Comunicato 2149 del 11/09/2018

I numeri dell’anno scolastico 2018/2019

Sono 70.335 gli studenti trentini che domani, mercoledì 12 settembre, inizieranno il nuovo anno scolastico. Di questi 26.830 frequenteranno la scuola primaria, 16.453 la scuola secondaria di primo grado, 20.957 la scuola secondaria di secondo grado e infine 6.115 l’istruzione e formazione professionale. A questi si aggiungono i 14.429 bambini delle scuole dell’infanzia che hanno iniziato l’anno scolastico lunedì 3 settembre. Nel dettaglio i dati complessivi evidenziano un calo del 4,01% delle iscrizioni alle scuole per l’infanzia, dello 0,55% nella scuola primaria, dell’1,63% nella scuola secondaria di primo grado e dell’1,40 nell’istruzione e formazione professionale, mentre la scuola secondaria di secondo grado registra un aumento dello 0,97%. Invariato è il numero delle classi che sono 3.853, escluse le classi degli istituti paritari/equiparati e la formazione professionale. Le scelte degli studenti confermano una tenuta delle iscrizioni ai licei (44%), seguiti dai percorsi tecnici (30%) e dalla formazione professionale (23%). Leggero il calo complessivo della popolazione straniera che passa da 10.160 a 9.969 unità (pari al 2% sul totale dell’anno precedente). Il calo degli stranieri è più evidente nella scuola secondaria di secondo grado, che vede un aumento degli studenti italiani (+1,35%) e un calo degli stranieri (- 4,13%). Gli studenti con bisogni educativi speciali certificati sono 2.849, di cui 1.654 alla scuola primaria e secondaria di primo grado, 316 alla secondaria di secondo grado e 600 all’istruzione e formazione professionale.

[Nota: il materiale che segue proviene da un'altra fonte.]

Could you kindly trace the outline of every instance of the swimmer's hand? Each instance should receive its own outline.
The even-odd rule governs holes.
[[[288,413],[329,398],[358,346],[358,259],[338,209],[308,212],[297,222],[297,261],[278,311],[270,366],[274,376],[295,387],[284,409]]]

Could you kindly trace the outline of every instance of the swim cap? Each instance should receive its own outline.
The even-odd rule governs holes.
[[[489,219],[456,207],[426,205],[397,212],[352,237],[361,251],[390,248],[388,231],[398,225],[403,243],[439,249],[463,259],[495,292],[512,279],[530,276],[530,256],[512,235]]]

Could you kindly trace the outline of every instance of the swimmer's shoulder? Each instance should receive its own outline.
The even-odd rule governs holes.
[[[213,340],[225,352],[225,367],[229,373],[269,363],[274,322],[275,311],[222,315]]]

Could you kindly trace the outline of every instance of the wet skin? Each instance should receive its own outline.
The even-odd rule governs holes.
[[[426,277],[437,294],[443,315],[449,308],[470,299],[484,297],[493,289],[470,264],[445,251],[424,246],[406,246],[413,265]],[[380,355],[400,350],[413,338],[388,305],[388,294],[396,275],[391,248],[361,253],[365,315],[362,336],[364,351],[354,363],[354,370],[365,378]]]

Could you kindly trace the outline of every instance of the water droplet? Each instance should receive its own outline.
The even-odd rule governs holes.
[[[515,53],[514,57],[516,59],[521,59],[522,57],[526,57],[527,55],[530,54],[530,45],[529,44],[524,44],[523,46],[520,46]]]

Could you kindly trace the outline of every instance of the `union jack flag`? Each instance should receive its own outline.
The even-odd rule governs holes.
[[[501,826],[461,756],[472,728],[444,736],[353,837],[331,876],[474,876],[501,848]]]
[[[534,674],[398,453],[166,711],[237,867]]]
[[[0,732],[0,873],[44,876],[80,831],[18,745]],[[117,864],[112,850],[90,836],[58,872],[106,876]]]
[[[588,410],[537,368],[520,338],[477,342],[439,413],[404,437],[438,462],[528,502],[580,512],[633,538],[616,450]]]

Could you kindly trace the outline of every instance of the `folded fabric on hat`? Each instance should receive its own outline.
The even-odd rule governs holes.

I docenti di ruolo sono 6.059, rispettivamente 2.618 alla primaria, 1.486 alla secondaria di primo grado, 1.955 alla secondaria di secondo grado, mentre il personale amministrativo e gli assistenti educatori di ruolo sono 1.746. Infine si registra un incremento delle risorse impiegate nel settore scolastico che passano dai 717.264.000 euro dello scorso anno ai 752.664.000 euro dell’anno in corso. La Provincia di Trento investe nella scuola ciascun anno oltre 724 milioni di euro di spesa corrente (stipendi e funzionamento delle scuole), oltre a circa 28 milioni di spesa in conto capitale (investimenti, arredi e attrezzature). La spesa è quasi interamente finanziata sul bilancio provinciale. Le spese relative al piano lingue e alla progettualità delle scuole in favore degli studenti con bisogni educativi speciali vengono cofinanziate dallo Stato (35%) e dall’UE.